Então, tomando por empréstimo as palavras do próprio, tudo
indica que ele saiu mesmo a “comprar o voto do idiota”. Bolsonaro deseja, é
certo, garantir-se no poder. A qualquer custo. Vale recorrer até ao
inimaginável nesse sentido. Qualquer sacrifício. Inclusive o da
confraternização com quem normalmente lhe seria desprezível. De novo na longa
ficha de desaforos e ignomínias lançados pelo capitão: quem não recorda de
quando ele se referiu aos nordestinos como “paraíbas”, na adjetivação jocosa e
preconceituosa? O capitão, precisando jogar para torcida, agora se lança nos
braços dos “paraíbas”, já tratados por ele como “meu povo”. O mandatário não
mudou. Segue professando as mesmas barbaridades ideológicas e os mesmos planos
de retrocesso autoritário, típicos de um caudilho. Apenas aprendeu a disfarçar.
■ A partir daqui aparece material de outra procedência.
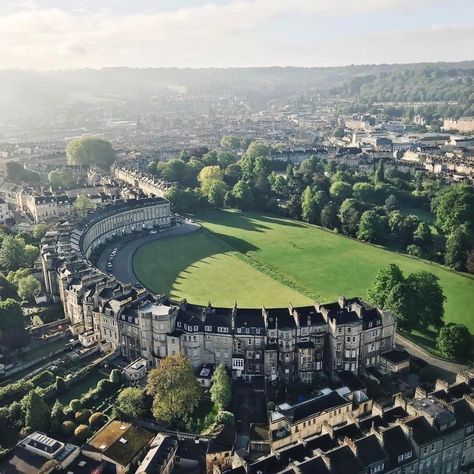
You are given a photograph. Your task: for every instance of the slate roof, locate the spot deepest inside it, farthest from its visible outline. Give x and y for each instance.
(314, 406)
(369, 451)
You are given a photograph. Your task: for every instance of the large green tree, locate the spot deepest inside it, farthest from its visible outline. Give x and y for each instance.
(130, 403)
(349, 215)
(90, 151)
(455, 341)
(457, 248)
(454, 207)
(340, 190)
(242, 195)
(386, 279)
(372, 227)
(174, 388)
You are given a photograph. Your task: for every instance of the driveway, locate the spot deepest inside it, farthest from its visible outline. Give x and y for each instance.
(443, 368)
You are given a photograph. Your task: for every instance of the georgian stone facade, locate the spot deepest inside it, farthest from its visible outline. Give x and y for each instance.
(279, 343)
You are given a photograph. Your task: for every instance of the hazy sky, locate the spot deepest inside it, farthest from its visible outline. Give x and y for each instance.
(57, 34)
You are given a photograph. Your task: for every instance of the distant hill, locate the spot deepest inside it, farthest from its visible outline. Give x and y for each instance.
(33, 88)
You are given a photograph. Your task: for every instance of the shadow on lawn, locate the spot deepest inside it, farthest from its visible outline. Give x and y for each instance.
(196, 247)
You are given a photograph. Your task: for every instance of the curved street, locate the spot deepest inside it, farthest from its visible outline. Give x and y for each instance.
(122, 266)
(122, 269)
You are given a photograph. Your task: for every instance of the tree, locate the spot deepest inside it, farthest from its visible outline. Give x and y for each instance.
(90, 151)
(415, 251)
(12, 324)
(386, 279)
(277, 183)
(365, 192)
(340, 190)
(225, 418)
(97, 419)
(294, 206)
(454, 207)
(457, 246)
(81, 433)
(60, 385)
(182, 200)
(422, 235)
(115, 376)
(216, 193)
(454, 341)
(210, 173)
(407, 229)
(82, 416)
(230, 142)
(174, 388)
(428, 300)
(329, 216)
(399, 302)
(221, 389)
(372, 227)
(309, 208)
(379, 173)
(7, 288)
(130, 403)
(395, 222)
(349, 216)
(28, 288)
(61, 179)
(391, 203)
(83, 205)
(242, 195)
(75, 405)
(57, 417)
(39, 231)
(36, 410)
(68, 427)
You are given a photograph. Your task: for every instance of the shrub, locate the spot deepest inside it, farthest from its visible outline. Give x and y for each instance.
(15, 391)
(225, 418)
(97, 419)
(75, 404)
(83, 416)
(81, 433)
(105, 386)
(68, 427)
(61, 386)
(115, 376)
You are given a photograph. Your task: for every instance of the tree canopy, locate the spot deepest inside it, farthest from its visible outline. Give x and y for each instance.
(174, 388)
(90, 151)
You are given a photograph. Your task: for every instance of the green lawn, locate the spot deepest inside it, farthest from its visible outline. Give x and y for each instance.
(320, 263)
(203, 269)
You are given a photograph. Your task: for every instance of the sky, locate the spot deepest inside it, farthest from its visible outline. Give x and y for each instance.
(63, 34)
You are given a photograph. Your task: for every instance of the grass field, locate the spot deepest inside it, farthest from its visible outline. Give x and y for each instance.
(253, 258)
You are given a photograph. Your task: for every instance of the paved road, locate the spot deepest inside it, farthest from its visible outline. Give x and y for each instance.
(444, 369)
(123, 271)
(122, 267)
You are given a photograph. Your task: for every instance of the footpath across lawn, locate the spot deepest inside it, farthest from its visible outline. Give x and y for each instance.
(257, 260)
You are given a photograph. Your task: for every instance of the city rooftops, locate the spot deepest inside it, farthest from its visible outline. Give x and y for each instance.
(119, 441)
(308, 408)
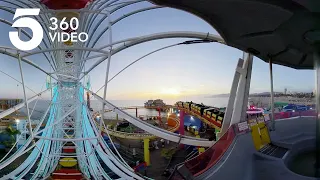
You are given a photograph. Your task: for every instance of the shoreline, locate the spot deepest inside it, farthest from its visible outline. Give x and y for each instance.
(264, 102)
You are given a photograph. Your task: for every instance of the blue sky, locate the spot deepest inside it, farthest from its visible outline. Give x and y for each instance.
(186, 70)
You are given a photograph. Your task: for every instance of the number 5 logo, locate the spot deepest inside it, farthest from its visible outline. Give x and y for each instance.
(27, 23)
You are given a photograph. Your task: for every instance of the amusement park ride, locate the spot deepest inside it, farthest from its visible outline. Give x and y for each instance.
(71, 146)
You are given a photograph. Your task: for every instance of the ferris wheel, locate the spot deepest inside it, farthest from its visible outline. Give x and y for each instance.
(67, 134)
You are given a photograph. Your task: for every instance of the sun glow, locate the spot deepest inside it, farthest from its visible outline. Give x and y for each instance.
(170, 91)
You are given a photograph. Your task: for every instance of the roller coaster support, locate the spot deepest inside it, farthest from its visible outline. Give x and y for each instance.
(181, 128)
(238, 100)
(146, 151)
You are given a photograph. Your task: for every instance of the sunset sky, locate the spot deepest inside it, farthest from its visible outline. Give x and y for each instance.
(187, 70)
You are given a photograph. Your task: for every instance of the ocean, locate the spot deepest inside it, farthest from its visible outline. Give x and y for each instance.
(42, 105)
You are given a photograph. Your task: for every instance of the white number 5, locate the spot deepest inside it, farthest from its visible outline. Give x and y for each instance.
(27, 23)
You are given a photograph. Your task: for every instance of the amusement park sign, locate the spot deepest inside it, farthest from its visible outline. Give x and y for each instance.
(68, 33)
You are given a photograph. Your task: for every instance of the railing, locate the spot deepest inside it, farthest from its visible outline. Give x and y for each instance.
(211, 156)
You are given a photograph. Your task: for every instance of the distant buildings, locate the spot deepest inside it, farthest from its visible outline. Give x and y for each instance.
(154, 103)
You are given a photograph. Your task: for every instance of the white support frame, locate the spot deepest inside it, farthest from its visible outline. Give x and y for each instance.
(242, 91)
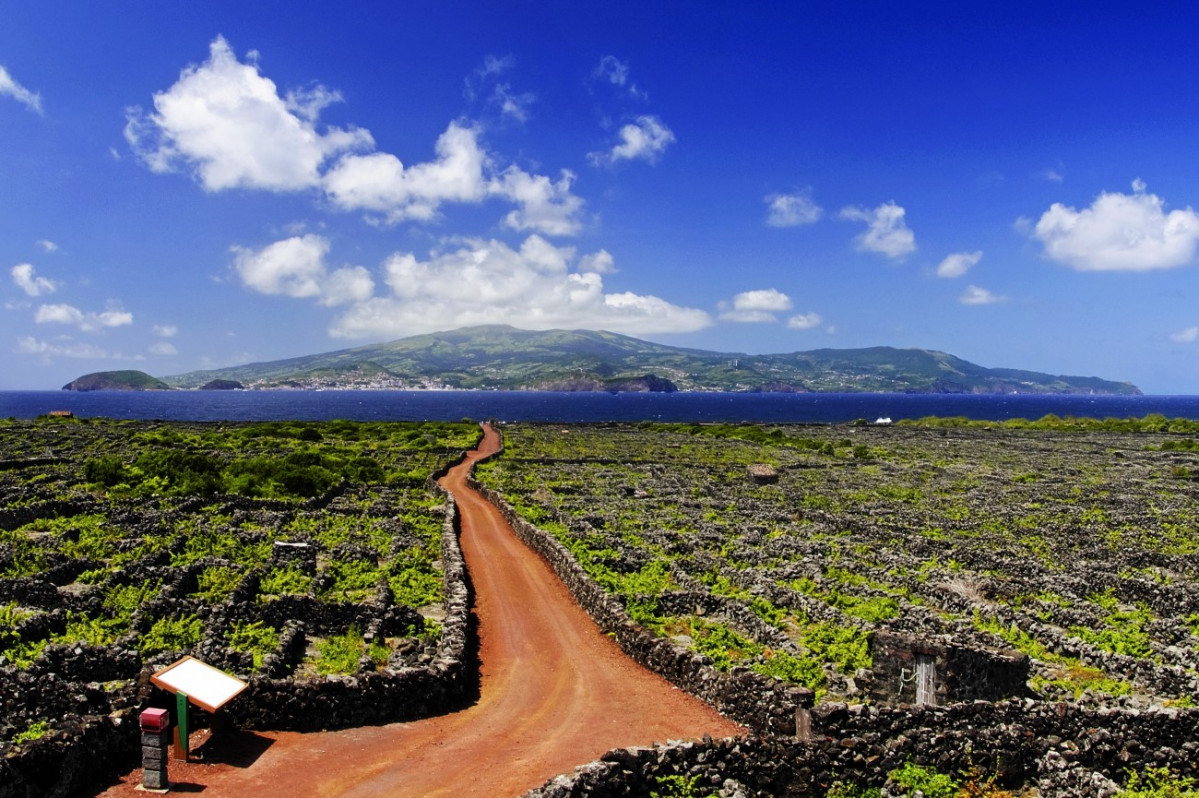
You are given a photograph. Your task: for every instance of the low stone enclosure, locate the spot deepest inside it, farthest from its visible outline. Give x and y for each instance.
(98, 690)
(797, 748)
(980, 714)
(68, 711)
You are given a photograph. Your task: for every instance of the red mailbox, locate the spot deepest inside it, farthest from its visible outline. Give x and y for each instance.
(155, 720)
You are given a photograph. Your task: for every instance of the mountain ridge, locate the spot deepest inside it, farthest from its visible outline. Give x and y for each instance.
(502, 357)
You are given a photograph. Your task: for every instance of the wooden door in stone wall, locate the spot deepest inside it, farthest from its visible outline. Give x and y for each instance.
(926, 679)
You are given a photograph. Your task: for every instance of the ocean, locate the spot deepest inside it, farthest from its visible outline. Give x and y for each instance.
(566, 407)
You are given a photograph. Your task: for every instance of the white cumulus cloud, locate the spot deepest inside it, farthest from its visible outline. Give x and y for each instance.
(86, 321)
(975, 295)
(1188, 336)
(296, 267)
(379, 181)
(791, 210)
(757, 306)
(66, 348)
(8, 86)
(613, 71)
(24, 277)
(536, 286)
(229, 122)
(886, 233)
(803, 321)
(958, 264)
(1119, 233)
(542, 205)
(645, 139)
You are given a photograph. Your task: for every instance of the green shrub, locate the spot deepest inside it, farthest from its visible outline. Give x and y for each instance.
(217, 582)
(173, 634)
(913, 777)
(341, 653)
(285, 581)
(37, 730)
(255, 639)
(679, 786)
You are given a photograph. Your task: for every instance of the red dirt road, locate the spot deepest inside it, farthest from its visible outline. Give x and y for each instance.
(555, 693)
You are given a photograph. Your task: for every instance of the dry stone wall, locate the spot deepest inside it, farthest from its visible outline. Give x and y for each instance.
(763, 703)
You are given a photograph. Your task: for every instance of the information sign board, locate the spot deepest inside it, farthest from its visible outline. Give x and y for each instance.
(205, 685)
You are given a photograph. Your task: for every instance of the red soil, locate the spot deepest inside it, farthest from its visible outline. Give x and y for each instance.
(555, 693)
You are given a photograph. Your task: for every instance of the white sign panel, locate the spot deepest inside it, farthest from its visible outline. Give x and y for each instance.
(205, 685)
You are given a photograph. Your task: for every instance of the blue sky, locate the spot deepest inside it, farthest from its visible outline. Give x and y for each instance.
(203, 185)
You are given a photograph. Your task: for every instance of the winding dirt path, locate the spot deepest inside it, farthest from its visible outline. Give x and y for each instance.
(555, 693)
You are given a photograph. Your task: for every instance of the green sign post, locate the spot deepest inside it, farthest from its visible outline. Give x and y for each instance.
(181, 730)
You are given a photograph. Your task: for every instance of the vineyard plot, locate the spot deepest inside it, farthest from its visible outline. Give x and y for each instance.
(1077, 546)
(282, 552)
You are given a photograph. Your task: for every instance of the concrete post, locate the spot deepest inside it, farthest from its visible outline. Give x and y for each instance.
(155, 741)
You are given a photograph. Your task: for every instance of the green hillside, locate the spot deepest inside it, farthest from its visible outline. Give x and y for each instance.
(501, 357)
(127, 380)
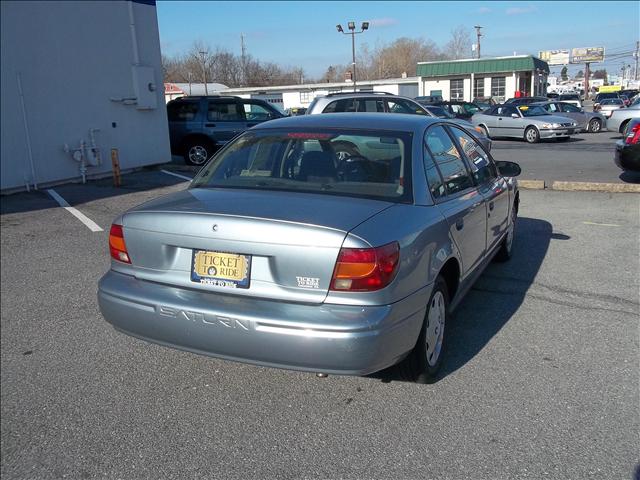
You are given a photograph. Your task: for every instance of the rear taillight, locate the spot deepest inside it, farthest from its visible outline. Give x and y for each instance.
(117, 246)
(365, 269)
(633, 137)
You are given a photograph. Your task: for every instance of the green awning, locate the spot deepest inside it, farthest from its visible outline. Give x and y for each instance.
(483, 65)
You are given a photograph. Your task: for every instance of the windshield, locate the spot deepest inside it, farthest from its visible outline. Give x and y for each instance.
(359, 163)
(532, 110)
(439, 112)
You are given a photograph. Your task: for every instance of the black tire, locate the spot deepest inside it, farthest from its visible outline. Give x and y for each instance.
(416, 367)
(595, 125)
(506, 248)
(197, 151)
(531, 135)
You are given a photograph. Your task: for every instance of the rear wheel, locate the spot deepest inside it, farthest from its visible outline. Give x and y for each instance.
(198, 151)
(424, 361)
(595, 125)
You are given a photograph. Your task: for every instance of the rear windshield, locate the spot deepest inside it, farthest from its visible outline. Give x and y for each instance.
(359, 163)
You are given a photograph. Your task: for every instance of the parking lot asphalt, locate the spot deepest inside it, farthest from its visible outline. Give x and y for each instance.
(586, 157)
(541, 380)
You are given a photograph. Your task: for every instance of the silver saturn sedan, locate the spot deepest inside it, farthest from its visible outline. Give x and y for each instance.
(532, 123)
(281, 254)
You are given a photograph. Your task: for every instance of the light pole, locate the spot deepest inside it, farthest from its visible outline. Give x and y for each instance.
(352, 31)
(204, 72)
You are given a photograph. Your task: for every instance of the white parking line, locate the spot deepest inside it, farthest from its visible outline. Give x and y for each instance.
(602, 224)
(184, 177)
(90, 224)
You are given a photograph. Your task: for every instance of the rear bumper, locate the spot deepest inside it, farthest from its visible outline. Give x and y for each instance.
(337, 339)
(627, 157)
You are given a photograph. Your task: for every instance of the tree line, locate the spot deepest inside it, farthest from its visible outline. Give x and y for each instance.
(385, 60)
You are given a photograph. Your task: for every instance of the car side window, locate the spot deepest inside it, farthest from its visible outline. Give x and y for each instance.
(182, 111)
(370, 105)
(482, 167)
(567, 107)
(398, 105)
(224, 112)
(448, 159)
(340, 106)
(255, 112)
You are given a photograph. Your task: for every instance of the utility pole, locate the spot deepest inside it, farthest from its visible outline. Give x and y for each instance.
(478, 35)
(637, 54)
(204, 72)
(243, 58)
(352, 31)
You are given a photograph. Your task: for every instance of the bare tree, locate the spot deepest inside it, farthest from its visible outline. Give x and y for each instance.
(460, 44)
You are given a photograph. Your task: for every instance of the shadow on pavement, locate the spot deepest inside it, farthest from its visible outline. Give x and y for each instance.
(77, 193)
(493, 299)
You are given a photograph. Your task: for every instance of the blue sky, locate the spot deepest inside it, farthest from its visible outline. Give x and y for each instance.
(304, 34)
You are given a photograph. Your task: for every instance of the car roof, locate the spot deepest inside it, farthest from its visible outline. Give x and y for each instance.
(367, 121)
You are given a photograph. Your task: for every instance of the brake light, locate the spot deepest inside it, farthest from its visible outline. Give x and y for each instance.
(117, 246)
(365, 269)
(633, 137)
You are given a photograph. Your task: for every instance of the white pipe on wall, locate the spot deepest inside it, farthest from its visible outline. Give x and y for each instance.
(134, 37)
(26, 132)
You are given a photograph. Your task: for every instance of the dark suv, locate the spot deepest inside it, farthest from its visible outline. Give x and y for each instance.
(200, 125)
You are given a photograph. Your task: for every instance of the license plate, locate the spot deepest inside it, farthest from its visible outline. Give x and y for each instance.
(220, 269)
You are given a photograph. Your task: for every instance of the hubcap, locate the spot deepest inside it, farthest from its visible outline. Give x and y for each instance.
(531, 135)
(198, 154)
(435, 328)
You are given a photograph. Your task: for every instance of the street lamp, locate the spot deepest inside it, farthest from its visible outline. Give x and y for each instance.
(352, 31)
(204, 72)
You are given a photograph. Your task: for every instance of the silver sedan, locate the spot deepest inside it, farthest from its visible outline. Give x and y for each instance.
(592, 122)
(280, 254)
(532, 123)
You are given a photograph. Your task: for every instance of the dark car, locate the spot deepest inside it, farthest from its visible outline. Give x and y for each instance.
(198, 126)
(525, 100)
(460, 109)
(627, 154)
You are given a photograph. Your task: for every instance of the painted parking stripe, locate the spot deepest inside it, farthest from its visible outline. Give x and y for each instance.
(184, 177)
(90, 224)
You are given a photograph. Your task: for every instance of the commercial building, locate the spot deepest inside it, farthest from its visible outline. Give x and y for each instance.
(292, 96)
(499, 77)
(79, 79)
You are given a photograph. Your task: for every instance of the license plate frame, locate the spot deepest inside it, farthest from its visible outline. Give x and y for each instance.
(226, 272)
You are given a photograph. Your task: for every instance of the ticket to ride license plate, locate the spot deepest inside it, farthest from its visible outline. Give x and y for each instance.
(220, 269)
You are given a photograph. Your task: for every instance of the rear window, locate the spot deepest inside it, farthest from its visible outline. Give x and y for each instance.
(358, 163)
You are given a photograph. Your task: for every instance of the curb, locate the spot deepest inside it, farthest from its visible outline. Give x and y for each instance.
(532, 184)
(596, 187)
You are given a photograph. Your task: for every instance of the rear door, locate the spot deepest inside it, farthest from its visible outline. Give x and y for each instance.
(256, 112)
(225, 119)
(575, 113)
(492, 186)
(453, 189)
(184, 118)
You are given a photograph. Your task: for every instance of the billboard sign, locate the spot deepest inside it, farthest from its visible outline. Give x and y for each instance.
(555, 57)
(588, 54)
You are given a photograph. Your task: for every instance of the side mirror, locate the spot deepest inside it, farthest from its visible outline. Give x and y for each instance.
(508, 169)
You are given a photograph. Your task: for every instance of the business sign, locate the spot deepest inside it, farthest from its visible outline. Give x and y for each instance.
(588, 54)
(555, 57)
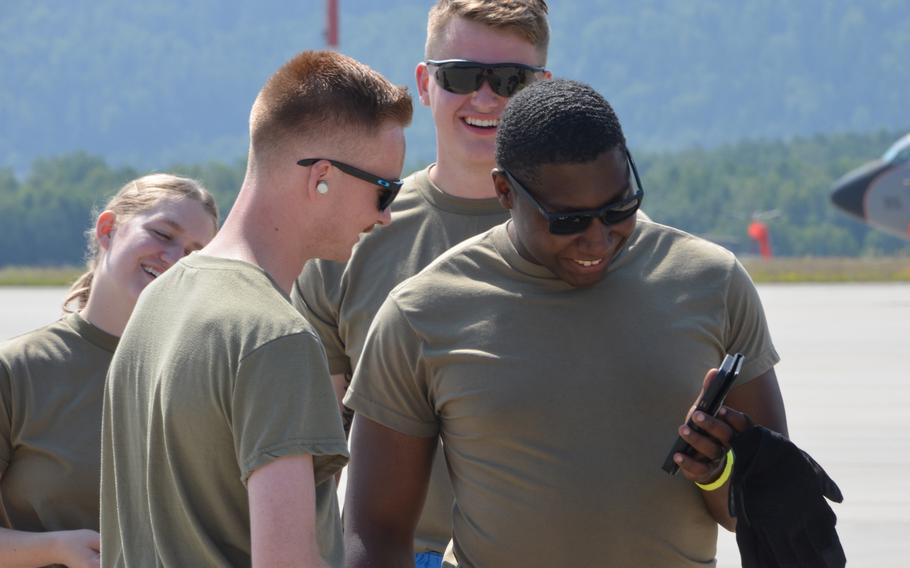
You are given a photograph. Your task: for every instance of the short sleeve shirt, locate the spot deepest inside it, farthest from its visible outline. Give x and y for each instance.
(340, 299)
(216, 375)
(51, 385)
(557, 405)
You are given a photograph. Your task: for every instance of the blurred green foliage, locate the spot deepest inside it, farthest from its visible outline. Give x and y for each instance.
(154, 83)
(713, 193)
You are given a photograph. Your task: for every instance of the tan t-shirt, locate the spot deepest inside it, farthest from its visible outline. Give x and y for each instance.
(216, 375)
(51, 385)
(557, 405)
(341, 299)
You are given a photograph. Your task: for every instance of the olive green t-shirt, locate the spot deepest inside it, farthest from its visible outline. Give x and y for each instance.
(51, 385)
(340, 299)
(216, 375)
(557, 405)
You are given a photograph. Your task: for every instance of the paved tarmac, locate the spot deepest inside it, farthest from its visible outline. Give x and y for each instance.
(845, 381)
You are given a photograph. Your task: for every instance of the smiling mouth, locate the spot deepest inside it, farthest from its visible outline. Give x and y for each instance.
(482, 123)
(153, 272)
(587, 263)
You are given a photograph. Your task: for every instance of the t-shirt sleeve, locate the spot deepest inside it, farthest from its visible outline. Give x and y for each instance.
(6, 417)
(390, 382)
(317, 295)
(283, 404)
(747, 326)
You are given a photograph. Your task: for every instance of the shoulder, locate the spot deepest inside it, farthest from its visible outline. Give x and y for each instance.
(42, 343)
(669, 249)
(454, 272)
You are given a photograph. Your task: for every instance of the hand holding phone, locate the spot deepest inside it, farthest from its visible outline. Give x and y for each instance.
(709, 403)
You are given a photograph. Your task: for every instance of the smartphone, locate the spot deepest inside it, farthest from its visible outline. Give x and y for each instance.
(709, 403)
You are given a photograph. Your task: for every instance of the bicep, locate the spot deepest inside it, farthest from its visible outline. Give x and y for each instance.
(282, 497)
(387, 484)
(761, 400)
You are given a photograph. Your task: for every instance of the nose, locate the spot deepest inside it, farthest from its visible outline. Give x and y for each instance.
(596, 239)
(171, 254)
(385, 216)
(485, 99)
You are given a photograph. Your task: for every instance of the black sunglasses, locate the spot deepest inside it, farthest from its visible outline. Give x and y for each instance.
(461, 76)
(388, 188)
(573, 222)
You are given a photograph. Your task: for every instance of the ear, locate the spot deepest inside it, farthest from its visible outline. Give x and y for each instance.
(502, 187)
(104, 229)
(316, 173)
(422, 76)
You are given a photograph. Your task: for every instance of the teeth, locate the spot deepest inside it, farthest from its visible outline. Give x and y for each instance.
(152, 271)
(482, 123)
(589, 262)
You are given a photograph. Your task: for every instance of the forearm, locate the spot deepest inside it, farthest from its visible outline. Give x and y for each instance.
(716, 502)
(20, 549)
(365, 550)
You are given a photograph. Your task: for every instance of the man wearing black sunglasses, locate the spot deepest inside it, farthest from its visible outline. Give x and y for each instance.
(555, 355)
(478, 54)
(221, 438)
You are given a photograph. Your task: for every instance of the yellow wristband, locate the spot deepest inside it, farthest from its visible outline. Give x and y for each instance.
(724, 475)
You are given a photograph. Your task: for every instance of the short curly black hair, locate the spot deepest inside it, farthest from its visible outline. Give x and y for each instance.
(555, 122)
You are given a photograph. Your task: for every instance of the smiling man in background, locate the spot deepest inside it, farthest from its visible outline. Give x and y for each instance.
(478, 54)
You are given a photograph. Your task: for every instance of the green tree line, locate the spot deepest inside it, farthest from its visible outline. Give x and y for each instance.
(713, 193)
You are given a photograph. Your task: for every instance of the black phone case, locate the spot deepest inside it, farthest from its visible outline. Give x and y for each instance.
(710, 403)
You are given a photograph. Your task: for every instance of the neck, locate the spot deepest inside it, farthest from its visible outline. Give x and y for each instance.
(106, 308)
(266, 237)
(471, 181)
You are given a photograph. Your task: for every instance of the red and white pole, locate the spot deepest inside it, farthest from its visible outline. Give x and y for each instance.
(331, 24)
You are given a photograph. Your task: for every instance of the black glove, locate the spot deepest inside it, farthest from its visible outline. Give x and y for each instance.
(777, 495)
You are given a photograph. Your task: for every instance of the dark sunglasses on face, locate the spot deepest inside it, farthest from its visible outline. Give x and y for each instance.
(573, 222)
(462, 77)
(388, 188)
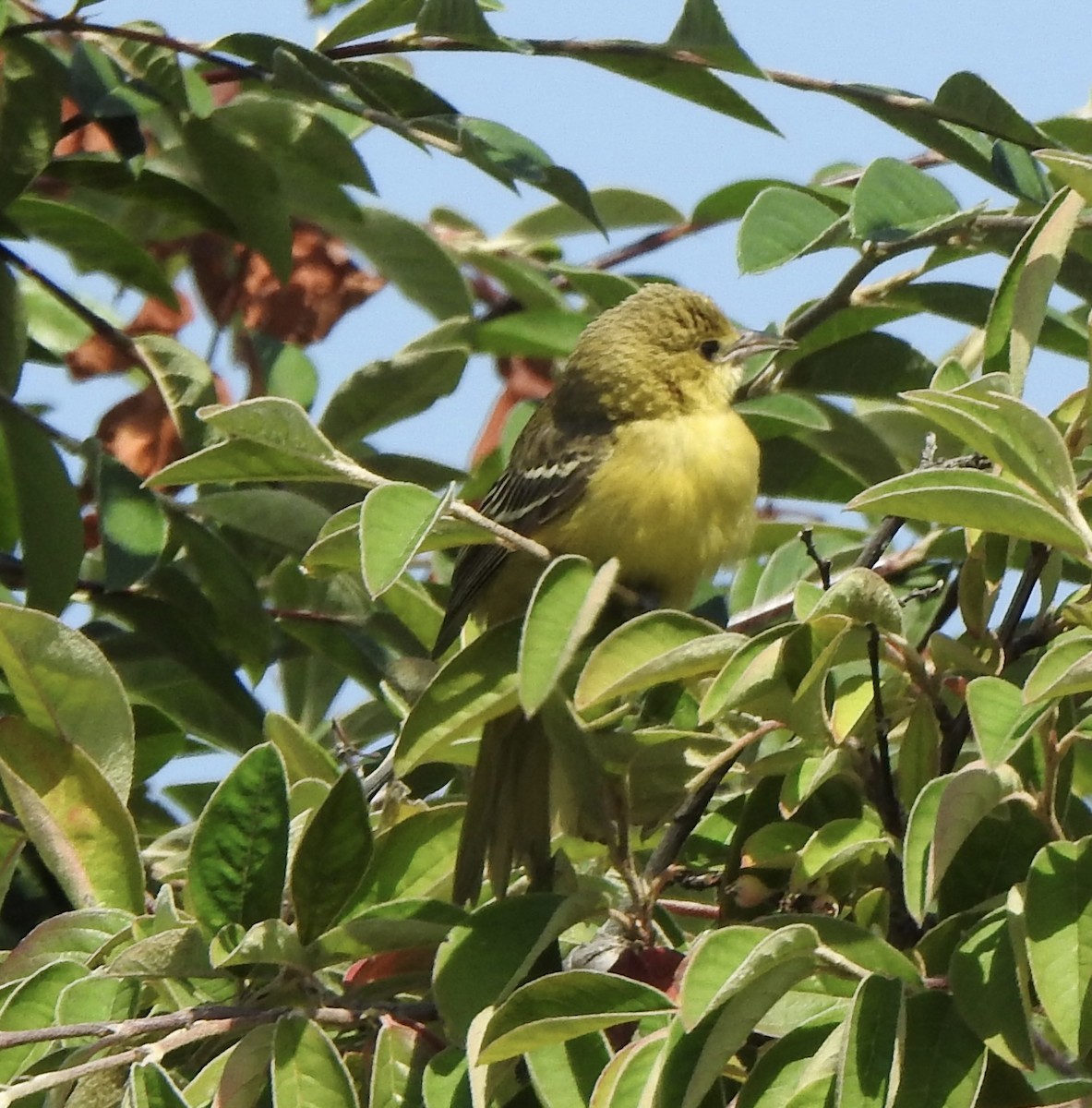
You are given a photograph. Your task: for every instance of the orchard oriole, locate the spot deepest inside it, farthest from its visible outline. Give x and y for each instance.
(635, 454)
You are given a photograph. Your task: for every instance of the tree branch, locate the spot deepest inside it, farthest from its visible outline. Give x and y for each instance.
(688, 814)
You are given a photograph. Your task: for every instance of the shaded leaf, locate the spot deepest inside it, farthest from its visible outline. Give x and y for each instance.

Orientado a se calar, obedeceu e entendeu a vantagem. No paralelo, topou se
lambuzar nos acertos espúrios com a ala fisiológica do Centrão. Vem logrando
êxito também nessa esfera. Distribui cargos, verbas, autarquias. Entrega o
dinheiro do povo e recebe o apoio de uma base carcomida. Egresso do baixo
clero, Bolsonaro mergulhou de vez na sarjeta da política. Mas deve acreditar
que os fins justificam os meios. Sonha em vender-se como um “salvador da
pátria”. E segue metodicamente a cartilha. Para um líder carismático a
imprecisão, por exemplo, é algo valioso. Bolsonaro não gosta de explicar.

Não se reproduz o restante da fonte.